Re: [PATCH] kvm: x86: emulate MSR_PLATFORM_INFO msr bits

From: Xiaoyao Li
Date: Thu Aug 24 2023 - 23:28:57 EST


On 8/23/2023 10:31 PM, Sean Christopherson wrote:
On Wed, Aug 23, 2023, Xiaoyao Li wrote:
On 8/22/2023 12:11 AM, Sean Christopherson wrote:
Set these msr bits (needed by turbostat on intel platform) in KVM by
default. Of cource, QEMU can also set MSR value by need. It does not
conflict.

It doesn't conflict per se, but it's still problematic. By stuffing a default
value, KVM _forces_ userspace to override the MSR to align with the topology and
CPUID defined by userspace.

I don't understand how this MSR is related to topology and CPUID?

Heh, looked at the SDM to double check myself, and the first hit when searching
for MSR_PLATFORM_INFO says:

When TSC scaling is enabled for a guest using Intel PT, the VMM should ensure
that the value of Maximum Non-Turbo Ratio[15:8] in MSR_PLATFORM_INFO (MSR 0CEH)
and the TSC/”core crystal clock” ratio (EBX/EAX) in CPUID leaf 15H are set in
a manner consistent with the resulting TSC rate that will be visible to the VM.

I see.

As Chao pointed out, the MSR is technically per package, so a weird setup could
have sockets with different frequencies, or enumerate a virtual topology to the
guest with such a configuration.

Every feature might get into trouble if not consistent across packages, no matter per-thread/per-core/per-package.
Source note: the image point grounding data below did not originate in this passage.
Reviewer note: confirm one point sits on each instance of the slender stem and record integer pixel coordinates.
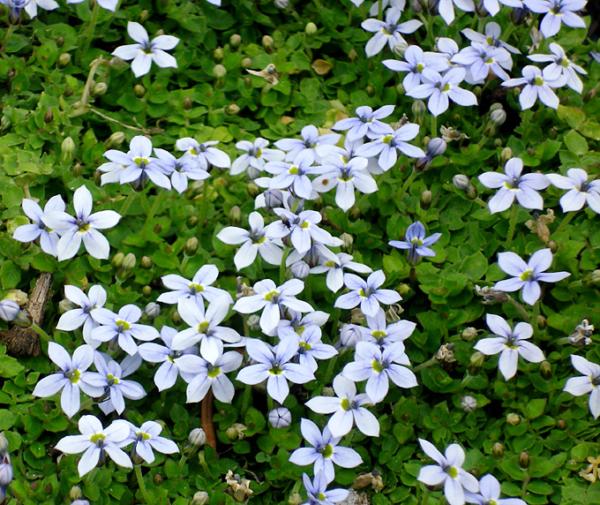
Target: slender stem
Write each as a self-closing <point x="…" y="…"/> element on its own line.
<point x="206" y="420"/>
<point x="564" y="223"/>
<point x="142" y="484"/>
<point x="512" y="224"/>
I doubt/hope no one actually does something
like that, but it's theoretically possible, and one of the many reasons why KVM
needs to stay out of the way and let userspace define the vCPU model.

For this specific case, the max non-turbo frequency needs to be consistent with TSC frequency. Because KVM has default TSC frequency as host's tsc_khz, for correctness, it should have a default value to match with KVM's default TSC when userspace provide no explicit configuration.
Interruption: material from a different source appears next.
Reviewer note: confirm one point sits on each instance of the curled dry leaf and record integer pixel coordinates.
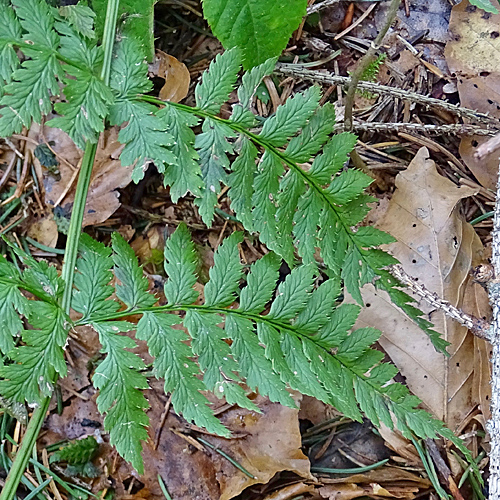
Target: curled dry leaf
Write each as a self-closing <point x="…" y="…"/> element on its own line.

But it's not the problem this patch targets. I'm OK to keep returning 0 as-is until some bug reported due to the inconsistent between max non-turbo frequency and TSC frequency.
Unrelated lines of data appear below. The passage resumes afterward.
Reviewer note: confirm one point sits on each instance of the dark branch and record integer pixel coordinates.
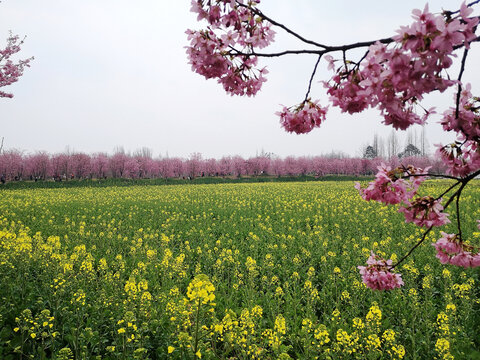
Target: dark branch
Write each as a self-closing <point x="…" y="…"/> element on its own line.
<point x="276" y="23"/>
<point x="316" y="52"/>
<point x="311" y="77"/>
<point x="459" y="91"/>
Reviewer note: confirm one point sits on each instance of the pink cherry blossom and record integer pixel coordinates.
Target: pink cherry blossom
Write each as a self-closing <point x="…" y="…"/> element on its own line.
<point x="393" y="186"/>
<point x="377" y="274"/>
<point x="425" y="211"/>
<point x="11" y="71"/>
<point x="303" y="118"/>
<point x="212" y="51"/>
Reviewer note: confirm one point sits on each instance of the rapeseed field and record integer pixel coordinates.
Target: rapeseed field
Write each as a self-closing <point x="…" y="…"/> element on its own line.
<point x="231" y="271"/>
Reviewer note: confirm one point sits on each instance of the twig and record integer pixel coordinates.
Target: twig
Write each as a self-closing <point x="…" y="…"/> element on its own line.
<point x="311" y="77"/>
<point x="276" y="23"/>
<point x="462" y="69"/>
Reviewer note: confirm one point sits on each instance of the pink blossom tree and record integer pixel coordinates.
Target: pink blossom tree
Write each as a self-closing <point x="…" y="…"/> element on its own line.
<point x="11" y="70"/>
<point x="393" y="76"/>
<point x="38" y="165"/>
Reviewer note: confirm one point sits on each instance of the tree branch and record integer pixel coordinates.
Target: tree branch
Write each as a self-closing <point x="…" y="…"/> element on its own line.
<point x="311" y="77"/>
<point x="459" y="91"/>
<point x="276" y="23"/>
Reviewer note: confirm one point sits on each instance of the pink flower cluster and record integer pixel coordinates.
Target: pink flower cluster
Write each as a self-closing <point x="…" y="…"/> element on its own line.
<point x="467" y="124"/>
<point x="377" y="274"/>
<point x="212" y="53"/>
<point x="399" y="186"/>
<point x="303" y="118"/>
<point x="393" y="186"/>
<point x="9" y="70"/>
<point x="425" y="211"/>
<point x="450" y="250"/>
<point x="394" y="79"/>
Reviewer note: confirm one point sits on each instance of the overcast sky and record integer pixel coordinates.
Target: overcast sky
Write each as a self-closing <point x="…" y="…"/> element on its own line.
<point x="114" y="73"/>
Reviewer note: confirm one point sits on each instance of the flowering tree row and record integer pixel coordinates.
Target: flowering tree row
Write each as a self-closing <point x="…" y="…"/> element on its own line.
<point x="393" y="76"/>
<point x="14" y="165"/>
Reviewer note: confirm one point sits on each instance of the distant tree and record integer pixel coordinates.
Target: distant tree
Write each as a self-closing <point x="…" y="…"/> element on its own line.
<point x="369" y="153"/>
<point x="410" y="150"/>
And if userspace uses KVM's "default" CPUID, or lack thereof, using the
underlying values from hardware are all but guaranteed to be wrong.

Could you please elaborate?

I guess an empty CPUID would probably be ok? If there's no CPUID.0x15, it can't
be wrong. It's largely a moot point though, I highly doubt anyone runs a "real"
VM without populating _something_ in guest CPUID.

current QEMU doesn't configure CPUID leaf 0x15, nor does it configure MSR_PLATFORM_INFO[15:8]. I need to take time to dig how Linux gets the TSC frequency.